Once you’ve set up your experiments in A/B format, you already cut your initial list in half, but obviously you cannot run too many experiments at the same time. It’s hard to know the outcome of an experiment if five other simultaneous tests are influencing your life. You need to prioritize your experiments.

1.3 Set up goals for your experiment

Now that you’ve formulated your experiments and know with which one to start, it’s time to define a goal. Having a clear goal will not only give you motivation, but it will also help you focus your time and energy on achieving your goal.

“Be a goal digger.”

Let’s start with your highest priority experiment first. In order to make your life more awesome, define the following 3 things:

⦁ What exactly am I going to do?

⦁ How much time will I spend on it?

⦁ What does success look like?

Especially for non-quantifiable life improvements it’s really important to define your goals clearly. It’s easy to get caught up in perfecting a certain skill. If you don’t set a clear time frame or define what success looks like, you could easily spend years running your first experiment.

Spending years is not what you’re aiming for, but you should also not be too quick to judge. Allow yourself a certain amount of exploration time on a technique or skill, then decide whether or not it’s worth exploring further. If you’re doing A/B testing, make sure to spend an equal amount of time on both options.

Great! You nailed the definition stage, formulated experiments and set up experiment goals. Now you can get started with the exciting stuff: experimenting your way to an awesome life! Pick your highest priority experiment to start with.

Track your progress

The key to experimentation is not just to do it, but also to perform continued review on a daily basis to make sure you’re staying on track. You can use one of these goal tracking tools but a journal or a simple spreadsheet will suffice just fine.

The easiest way to measure non-quantifiable goals is to keep track of two things: time spent and emotion experienced.

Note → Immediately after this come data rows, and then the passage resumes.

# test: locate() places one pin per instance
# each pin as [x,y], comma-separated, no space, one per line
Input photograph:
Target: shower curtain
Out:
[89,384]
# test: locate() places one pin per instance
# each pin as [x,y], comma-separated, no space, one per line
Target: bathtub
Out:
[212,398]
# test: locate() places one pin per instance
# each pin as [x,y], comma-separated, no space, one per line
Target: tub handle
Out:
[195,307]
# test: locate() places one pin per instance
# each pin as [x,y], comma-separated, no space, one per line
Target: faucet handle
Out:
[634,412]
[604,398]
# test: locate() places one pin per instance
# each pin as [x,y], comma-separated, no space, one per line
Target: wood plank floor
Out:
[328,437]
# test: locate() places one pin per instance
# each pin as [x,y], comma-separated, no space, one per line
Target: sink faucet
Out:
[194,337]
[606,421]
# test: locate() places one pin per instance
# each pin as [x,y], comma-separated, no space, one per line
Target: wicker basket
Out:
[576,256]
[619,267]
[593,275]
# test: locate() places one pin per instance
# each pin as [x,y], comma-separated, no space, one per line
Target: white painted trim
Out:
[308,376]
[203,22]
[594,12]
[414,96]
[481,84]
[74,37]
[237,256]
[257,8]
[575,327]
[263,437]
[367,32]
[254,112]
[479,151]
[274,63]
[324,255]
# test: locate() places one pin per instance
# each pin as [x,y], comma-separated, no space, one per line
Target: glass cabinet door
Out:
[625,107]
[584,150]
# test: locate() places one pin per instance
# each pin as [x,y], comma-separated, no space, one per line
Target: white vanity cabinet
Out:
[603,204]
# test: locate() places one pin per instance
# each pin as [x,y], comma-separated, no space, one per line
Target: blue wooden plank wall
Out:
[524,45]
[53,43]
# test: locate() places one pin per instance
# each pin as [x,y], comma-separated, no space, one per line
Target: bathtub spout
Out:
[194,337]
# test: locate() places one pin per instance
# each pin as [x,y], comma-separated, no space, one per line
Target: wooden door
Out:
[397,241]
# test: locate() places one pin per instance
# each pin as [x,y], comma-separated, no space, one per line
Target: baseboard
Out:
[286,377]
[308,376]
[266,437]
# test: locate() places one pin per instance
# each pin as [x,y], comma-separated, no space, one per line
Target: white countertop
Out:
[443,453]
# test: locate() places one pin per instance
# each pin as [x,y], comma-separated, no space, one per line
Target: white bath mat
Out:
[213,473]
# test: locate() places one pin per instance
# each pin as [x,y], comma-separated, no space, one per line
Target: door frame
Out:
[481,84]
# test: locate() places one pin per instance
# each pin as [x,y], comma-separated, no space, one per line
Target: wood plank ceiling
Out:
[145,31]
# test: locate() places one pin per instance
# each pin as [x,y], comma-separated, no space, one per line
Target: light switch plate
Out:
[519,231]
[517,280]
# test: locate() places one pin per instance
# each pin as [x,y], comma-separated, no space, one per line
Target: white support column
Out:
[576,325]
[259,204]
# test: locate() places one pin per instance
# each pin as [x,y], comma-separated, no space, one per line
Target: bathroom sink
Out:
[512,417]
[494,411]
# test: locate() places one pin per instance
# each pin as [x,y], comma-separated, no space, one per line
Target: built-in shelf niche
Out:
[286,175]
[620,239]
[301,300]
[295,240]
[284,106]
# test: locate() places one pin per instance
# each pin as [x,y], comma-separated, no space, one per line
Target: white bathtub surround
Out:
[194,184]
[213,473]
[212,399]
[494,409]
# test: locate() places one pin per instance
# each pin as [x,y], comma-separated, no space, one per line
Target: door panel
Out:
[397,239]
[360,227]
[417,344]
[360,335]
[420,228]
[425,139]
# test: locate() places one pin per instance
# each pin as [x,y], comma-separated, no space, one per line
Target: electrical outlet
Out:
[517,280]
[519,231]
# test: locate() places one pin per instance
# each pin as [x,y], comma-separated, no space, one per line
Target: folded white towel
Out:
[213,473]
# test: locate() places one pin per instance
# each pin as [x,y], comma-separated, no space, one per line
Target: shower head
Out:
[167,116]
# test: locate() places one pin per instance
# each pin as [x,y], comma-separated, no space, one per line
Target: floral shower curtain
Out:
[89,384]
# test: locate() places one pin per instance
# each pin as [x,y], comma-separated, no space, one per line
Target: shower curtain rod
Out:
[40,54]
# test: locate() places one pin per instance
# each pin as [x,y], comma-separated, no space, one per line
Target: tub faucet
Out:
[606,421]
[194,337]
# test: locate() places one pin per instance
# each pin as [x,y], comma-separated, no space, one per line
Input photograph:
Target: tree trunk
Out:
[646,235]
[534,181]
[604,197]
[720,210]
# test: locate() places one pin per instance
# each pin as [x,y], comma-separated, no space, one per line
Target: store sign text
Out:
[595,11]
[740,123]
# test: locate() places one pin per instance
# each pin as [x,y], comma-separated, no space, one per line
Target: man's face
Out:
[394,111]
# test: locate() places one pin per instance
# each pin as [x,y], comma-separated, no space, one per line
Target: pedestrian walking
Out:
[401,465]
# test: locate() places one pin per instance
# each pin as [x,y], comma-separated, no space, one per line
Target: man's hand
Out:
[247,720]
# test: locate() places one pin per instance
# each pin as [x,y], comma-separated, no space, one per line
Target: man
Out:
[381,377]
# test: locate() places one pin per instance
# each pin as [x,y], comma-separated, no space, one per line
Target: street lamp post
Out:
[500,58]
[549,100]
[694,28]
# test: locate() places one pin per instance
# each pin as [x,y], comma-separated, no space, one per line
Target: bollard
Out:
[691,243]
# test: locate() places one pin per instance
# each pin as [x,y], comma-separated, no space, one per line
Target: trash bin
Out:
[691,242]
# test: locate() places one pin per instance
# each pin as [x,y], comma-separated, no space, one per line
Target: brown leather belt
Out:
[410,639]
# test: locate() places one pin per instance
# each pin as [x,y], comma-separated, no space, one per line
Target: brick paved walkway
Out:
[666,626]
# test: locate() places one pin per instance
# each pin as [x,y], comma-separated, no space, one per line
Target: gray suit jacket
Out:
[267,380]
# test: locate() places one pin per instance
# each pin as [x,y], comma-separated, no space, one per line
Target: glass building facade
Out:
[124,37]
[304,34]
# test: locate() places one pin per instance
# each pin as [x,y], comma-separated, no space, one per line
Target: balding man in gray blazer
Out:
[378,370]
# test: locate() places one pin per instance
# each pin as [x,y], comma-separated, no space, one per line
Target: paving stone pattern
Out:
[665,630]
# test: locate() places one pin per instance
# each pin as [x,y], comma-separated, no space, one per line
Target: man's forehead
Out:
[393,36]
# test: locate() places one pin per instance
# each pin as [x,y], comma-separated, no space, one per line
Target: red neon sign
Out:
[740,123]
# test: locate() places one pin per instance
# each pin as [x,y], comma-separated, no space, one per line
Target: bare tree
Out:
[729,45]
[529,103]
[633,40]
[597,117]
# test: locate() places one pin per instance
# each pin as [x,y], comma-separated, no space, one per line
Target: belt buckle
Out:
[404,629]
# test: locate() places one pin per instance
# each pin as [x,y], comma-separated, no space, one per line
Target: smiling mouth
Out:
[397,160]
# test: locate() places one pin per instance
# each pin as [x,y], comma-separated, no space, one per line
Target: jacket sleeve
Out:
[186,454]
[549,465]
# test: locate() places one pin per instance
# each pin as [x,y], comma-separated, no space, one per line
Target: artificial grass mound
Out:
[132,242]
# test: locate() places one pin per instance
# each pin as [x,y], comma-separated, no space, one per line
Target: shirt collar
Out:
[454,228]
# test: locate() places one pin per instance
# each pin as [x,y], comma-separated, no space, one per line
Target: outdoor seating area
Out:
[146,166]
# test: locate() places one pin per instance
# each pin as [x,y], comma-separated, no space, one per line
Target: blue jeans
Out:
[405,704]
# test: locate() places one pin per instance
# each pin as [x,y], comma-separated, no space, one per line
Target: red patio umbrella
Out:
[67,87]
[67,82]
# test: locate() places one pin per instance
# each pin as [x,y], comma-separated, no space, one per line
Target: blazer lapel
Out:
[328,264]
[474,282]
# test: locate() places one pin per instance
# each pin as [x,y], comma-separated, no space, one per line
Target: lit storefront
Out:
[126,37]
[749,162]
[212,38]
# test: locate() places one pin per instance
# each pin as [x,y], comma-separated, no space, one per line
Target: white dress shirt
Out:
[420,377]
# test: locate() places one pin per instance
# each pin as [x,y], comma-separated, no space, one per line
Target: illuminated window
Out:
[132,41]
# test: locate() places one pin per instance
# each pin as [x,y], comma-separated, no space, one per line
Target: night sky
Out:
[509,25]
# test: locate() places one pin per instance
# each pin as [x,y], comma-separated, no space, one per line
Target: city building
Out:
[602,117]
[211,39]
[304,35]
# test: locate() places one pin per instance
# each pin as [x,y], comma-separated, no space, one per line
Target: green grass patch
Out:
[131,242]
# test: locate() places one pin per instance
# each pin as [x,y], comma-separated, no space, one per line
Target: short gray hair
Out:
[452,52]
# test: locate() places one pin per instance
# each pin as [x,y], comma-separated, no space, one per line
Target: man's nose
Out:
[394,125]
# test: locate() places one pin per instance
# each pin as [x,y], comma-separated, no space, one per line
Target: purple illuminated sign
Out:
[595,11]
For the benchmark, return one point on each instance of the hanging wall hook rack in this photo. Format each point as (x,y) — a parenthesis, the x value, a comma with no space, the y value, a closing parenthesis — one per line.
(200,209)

Time spent. This is an easy measurement unit. Write down how much time you spent on your experiment each day. Once a week, you can compare your current measurement with your starting point. Are you on track? If yes, great! Keep up the momentum. If your answer is ‘no’, you should identify why not.

Emotion experienced. Are you feeling happier now that you picked up hiking as a hobby? Are you excited to do more of it? Of course, your measuring criteria will differ per experiment since they are closely related to your goal. Make a list of the emotions that are related to your goal and measure them on a scale of 1 to 5.

Review your goal

Of course, the aim is not to achieve mastery over a certain skill in a short period of time. The goal is to find things you enjoy working on to improve your life. If the activity you are testing brings positivity to your life in any way, keep it. Study it. Practice it. Get better at it. Enjoy the proccess. If not, move on to the next experiment.

It will only work for you if you commit to the process and follow it properly. Make sure to take the time to review your life experiments and the outcome. After a while you might discover patterns in things you tend to like or dislike. Use this knowledge to adjust your future experiments. But always keep an open mind to trying out new stuff.

If you were struggeling along the way, know that that is completely normal. Because after all, there is no progress without struggle. However, it is good to take some time to reflect the things that were blocking you so that you might be able to anticipate on those things next time.

“Success is the sum of small efforts, repeated day in and day out.”

Experimenting your way through life allows you to be productive. Rather than waiting for good things to happen, you get out there, find what makes you happy and focus on that. If you apply the Build-Measure-Learn model to yourself, you will have a clear direction, improved focus and better personal skills. Sweet!


Experiment your way through life. Try new stuff all the time. Challenge yourself. Discover new talents and passions. Practice every day. You will grow and improve fast. You have the power to transform your life. Take the opportunity to make it awesome.